KNF’s space-worthy liquid pumps are part of a new Life Support Rack for the ISS.
KNF’s space-worthy liquid pumps are part of a new Life Support Rack for the ISS.

Liquid pumps made by Swiss diaphragm pump specialists, KNF, were on board an HTV-7 unmanned cargo spacecraft which was launched from Japan on 23 September 2018.

Destined for the International Space Station (ISS), the spacecraft and its vital payload successfully docked three days later.

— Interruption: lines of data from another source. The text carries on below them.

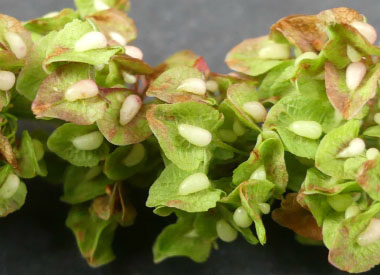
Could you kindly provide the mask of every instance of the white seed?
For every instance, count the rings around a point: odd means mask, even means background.
[[[200,78],[188,78],[178,86],[178,91],[204,95],[206,93],[206,83]]]
[[[210,187],[210,181],[205,173],[195,173],[185,178],[178,188],[178,194],[186,196]]]
[[[289,125],[289,130],[296,135],[310,139],[318,139],[322,135],[322,126],[316,121],[294,121]]]
[[[123,160],[123,164],[127,167],[136,166],[145,157],[145,147],[141,143],[134,144],[128,156]]]
[[[129,55],[130,57],[133,57],[133,58],[136,58],[136,59],[140,59],[142,60],[143,57],[144,57],[144,54],[142,52],[142,50],[140,50],[140,48],[137,48],[135,46],[125,46],[125,54],[126,55]]]
[[[58,11],[52,11],[52,12],[45,14],[43,16],[43,18],[53,18],[53,17],[56,17],[57,15],[59,15]]]
[[[352,204],[352,196],[350,194],[338,194],[327,197],[327,203],[337,212],[344,212]]]
[[[360,21],[352,22],[350,25],[363,35],[369,43],[373,44],[376,42],[377,33],[372,25]]]
[[[209,131],[189,124],[178,125],[178,132],[188,142],[199,147],[209,145],[212,140],[212,135]]]
[[[127,84],[135,84],[137,81],[137,77],[133,74],[127,73],[126,71],[121,72],[124,82]]]
[[[240,121],[235,118],[234,124],[232,125],[232,129],[234,130],[235,134],[240,137],[245,134],[246,129],[245,127],[240,123]]]
[[[266,178],[267,173],[264,165],[259,166],[259,168],[253,171],[252,175],[249,177],[251,180],[265,180]]]
[[[224,242],[233,242],[236,240],[238,233],[228,222],[224,219],[217,221],[216,223],[216,233],[218,237]]]
[[[367,228],[360,233],[357,242],[361,246],[370,245],[380,239],[380,219],[372,218]]]
[[[84,52],[107,47],[107,38],[101,32],[88,32],[74,46],[76,52]]]
[[[366,73],[367,67],[362,62],[354,62],[348,65],[346,69],[347,88],[351,91],[356,90]]]
[[[124,99],[120,108],[120,124],[122,126],[131,122],[142,106],[141,98],[138,95],[129,95]]]
[[[248,113],[255,122],[263,122],[267,116],[267,110],[258,101],[247,102],[243,105],[243,110]]]
[[[33,148],[34,148],[34,153],[36,154],[36,158],[38,161],[40,161],[41,159],[43,159],[44,154],[45,154],[44,145],[38,139],[32,139],[32,142],[33,142]]]
[[[220,129],[218,131],[219,137],[224,142],[235,142],[238,139],[238,136],[235,134],[234,131],[229,129]]]
[[[91,79],[80,80],[71,85],[65,92],[65,99],[75,101],[97,96],[99,93],[98,85]]]
[[[360,213],[359,206],[357,206],[356,204],[353,204],[353,205],[347,207],[346,212],[344,212],[344,217],[346,219],[349,219],[351,217],[356,216],[359,213]]]
[[[380,124],[380,113],[376,113],[373,116],[373,120],[376,122],[376,124]]]
[[[259,57],[265,59],[288,59],[290,47],[288,44],[270,43],[259,50]]]
[[[99,65],[95,65],[94,68],[97,71],[102,71],[105,66],[106,66],[105,64],[99,64]]]
[[[359,62],[362,60],[362,55],[351,45],[347,45],[347,56],[351,62]]]
[[[118,32],[109,32],[108,33],[111,39],[117,42],[121,46],[127,45],[127,40]]]
[[[249,217],[247,210],[243,206],[236,208],[233,215],[234,222],[241,228],[248,228],[252,224],[252,219]]]
[[[206,81],[206,89],[210,92],[217,92],[219,90],[219,84],[215,80],[208,80]]]
[[[12,72],[0,71],[0,91],[8,91],[13,88],[16,76]]]
[[[304,52],[300,56],[296,58],[296,61],[294,62],[294,65],[297,67],[302,60],[306,59],[316,59],[318,58],[318,55],[315,52]]]
[[[99,131],[76,137],[71,140],[78,150],[91,151],[98,149],[103,143],[104,137]]]
[[[12,197],[20,185],[20,179],[15,174],[9,174],[3,185],[0,187],[0,197],[9,199]]]
[[[260,208],[261,213],[264,215],[269,214],[270,212],[270,204],[266,202],[259,202],[258,206]]]
[[[102,0],[95,0],[94,1],[94,8],[97,11],[103,11],[103,10],[108,10],[111,7],[108,6],[106,3],[104,3]]]
[[[11,51],[17,58],[24,58],[27,54],[27,47],[22,40],[21,36],[15,32],[6,32],[4,34],[5,41],[7,41]]]
[[[94,166],[91,167],[88,172],[86,173],[86,176],[84,177],[83,181],[90,181],[95,179],[97,176],[99,176],[102,173],[102,167],[101,166]]]
[[[195,229],[191,229],[184,236],[187,237],[187,238],[198,238],[199,234],[198,234],[198,232]]]
[[[365,153],[365,156],[367,159],[369,160],[374,160],[377,158],[377,156],[379,155],[379,150],[377,150],[377,148],[369,148],[367,150],[367,152]]]
[[[349,145],[338,153],[337,158],[352,158],[365,150],[365,143],[361,138],[354,138]]]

KNF’s first ever space-worthy liquid pumps are part of a new Life Support Rack for the ISS. Also known as an Advanced Closed Loop System (ACLS), the rack purifies air and produces oxygen for the ISS. It was developed by Airbus Defence and Space for the European Space Agency (ESA).

Engineers at KNF Flodos AG in Switzerland worked with Airbus for four years to specify and design the pump, which is based on KNF’s FEM 1.09 dosing pump. The project was part of the Airbus commercial off-the-shelf (COTS) programme, which uses well-established components to reduce the price tag for space flight.

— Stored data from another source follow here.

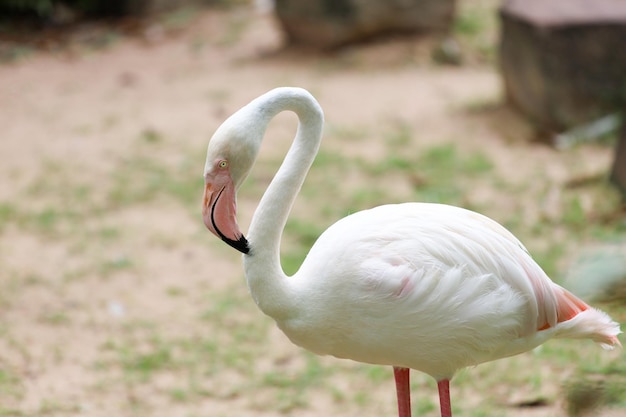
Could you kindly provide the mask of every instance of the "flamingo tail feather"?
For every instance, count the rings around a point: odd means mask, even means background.
[[[591,339],[604,349],[621,346],[617,335],[622,331],[619,324],[608,314],[589,307],[569,320],[559,323],[554,337],[568,339]]]

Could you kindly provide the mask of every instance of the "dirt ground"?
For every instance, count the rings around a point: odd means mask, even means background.
[[[245,326],[263,320],[245,292],[239,256],[206,232],[197,210],[210,135],[273,87],[309,89],[324,107],[328,129],[353,129],[345,135],[360,134],[367,143],[355,148],[335,135],[323,144],[330,152],[376,158],[377,136],[402,124],[420,142],[407,151],[461,138],[462,149],[490,155],[499,172],[510,174],[510,184],[544,176],[562,183],[610,164],[609,149],[587,149],[584,159],[579,153],[555,158],[549,147],[530,144],[529,127],[499,104],[494,66],[436,65],[430,40],[387,40],[321,56],[277,52],[281,43],[267,15],[205,11],[175,35],[155,27],[149,36],[118,39],[104,50],[37,52],[0,66],[0,415],[393,415],[391,374],[370,375],[374,383],[364,389],[371,391],[348,401],[342,393],[358,389],[357,376],[369,371],[344,377],[342,367],[351,365],[332,358],[321,364],[337,367],[325,377],[334,388],[306,385],[297,392],[306,406],[282,398],[279,376],[269,370],[313,362],[270,322],[263,333],[269,340],[249,359],[265,379],[252,385],[238,359],[216,364],[212,379],[202,368],[211,356],[184,343],[190,335],[219,341],[227,329],[245,333]],[[289,144],[294,121],[279,119],[269,134],[284,139],[264,149],[262,158],[278,158]],[[180,200],[160,197],[155,190],[171,181],[163,172],[197,173],[197,180],[170,190],[190,189]],[[489,193],[478,187],[473,196]],[[244,228],[255,204],[241,201]],[[524,211],[532,204],[515,207]],[[542,215],[549,216],[546,205]],[[305,213],[306,207],[295,210]],[[530,221],[538,216],[525,213]],[[498,216],[496,208],[487,214]],[[224,312],[211,307],[210,294],[230,292],[243,318],[227,302],[220,304]],[[203,312],[217,318],[199,321]],[[166,352],[163,365],[138,362],[156,361],[139,354],[159,352],[155,346]],[[197,362],[171,357],[191,357],[185,352],[194,352]],[[168,366],[174,371],[160,372]],[[196,367],[209,375],[201,389],[188,382]],[[561,370],[543,385],[548,397],[557,395],[557,381],[566,375]],[[462,393],[453,386],[453,396],[465,397],[459,415],[477,416],[472,404],[527,400],[525,392],[510,391],[517,389]],[[413,395],[432,399],[434,390],[419,382]],[[563,415],[560,407],[555,401],[480,415],[556,416]],[[429,406],[422,409],[420,415],[436,415]]]

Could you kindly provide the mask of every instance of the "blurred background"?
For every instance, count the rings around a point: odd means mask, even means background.
[[[0,415],[395,415],[391,370],[291,345],[201,220],[209,138],[277,86],[326,115],[287,272],[349,213],[448,203],[626,321],[624,39],[620,0],[0,0]],[[243,230],[296,123],[268,130]],[[412,391],[438,415],[430,377]],[[553,340],[452,397],[623,416],[626,359]]]

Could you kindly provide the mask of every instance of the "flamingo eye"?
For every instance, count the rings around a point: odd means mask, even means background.
[[[228,166],[228,161],[222,159],[221,161],[217,163],[217,166],[220,168],[226,168]]]

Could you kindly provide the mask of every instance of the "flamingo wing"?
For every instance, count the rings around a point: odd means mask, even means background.
[[[489,276],[526,300],[521,335],[558,322],[561,294],[523,244],[495,221],[469,210],[426,203],[380,206],[341,220],[319,244],[334,247],[333,254],[323,256],[337,259],[335,268],[345,265],[342,274],[360,265],[361,275],[378,281],[382,292],[402,295],[423,286],[424,276],[437,281],[458,270],[462,281]],[[471,293],[462,286],[448,289],[449,295],[462,291]]]

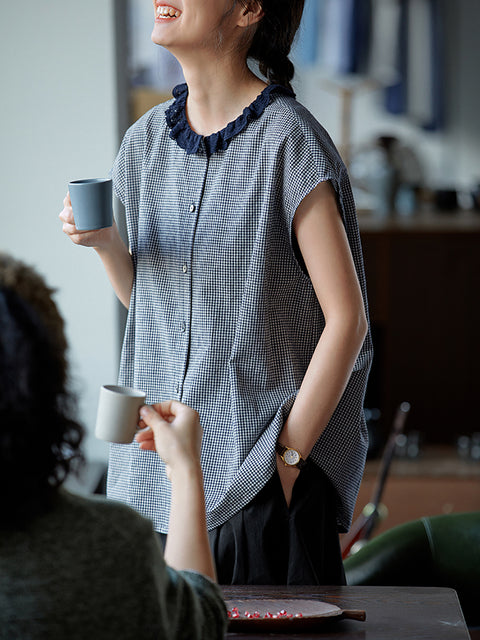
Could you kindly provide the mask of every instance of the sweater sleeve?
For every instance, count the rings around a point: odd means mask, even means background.
[[[175,640],[220,640],[227,611],[220,587],[201,573],[175,571],[165,564],[157,534],[145,541],[147,575],[156,584],[162,627]]]
[[[223,638],[227,611],[217,584],[194,571],[175,571],[167,567],[166,606],[172,637],[185,640]]]

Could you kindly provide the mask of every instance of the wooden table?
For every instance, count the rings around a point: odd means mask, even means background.
[[[228,601],[275,598],[293,610],[294,599],[318,599],[341,609],[363,609],[364,622],[332,620],[315,632],[267,634],[227,633],[227,638],[331,638],[332,640],[469,640],[468,629],[453,589],[433,587],[224,586]],[[292,602],[289,608],[289,602]]]

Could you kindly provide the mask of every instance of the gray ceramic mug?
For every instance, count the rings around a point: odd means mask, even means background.
[[[72,180],[68,183],[75,226],[93,231],[113,224],[112,181],[110,178]]]
[[[131,387],[106,384],[100,389],[95,435],[100,440],[129,444],[137,432],[145,393]]]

The new ACLS rack will be installed in the ISS’s Destiny module (also known as the US Lab) by ESA astronaut and ISS commander Alexander Gerst on 2 November 2018. The technology is critical for achieving the closed loop life support system necessary for human spaceflight beyond low Earth orbit.

The two KNF pumps form part of an electrolyser that produces oxygen and hydrogen from water. The pumps transfer supply water from a plastic bag into the ACLS, a key job since the oxygen produced is used to replenish the cabin air. The ACLS uses a Sabatier reactor to further increase system efficiency and reduce water consumption on the station.

The senior engineer at KNF Flodos in Switzerland, said, “Complying with the specifications for the COTS programme was an interesting and challenging task. We had to keep the key components of the standard FEM 1.09 pump to ensure it maintained its reliability and specifications but make significant design modifications."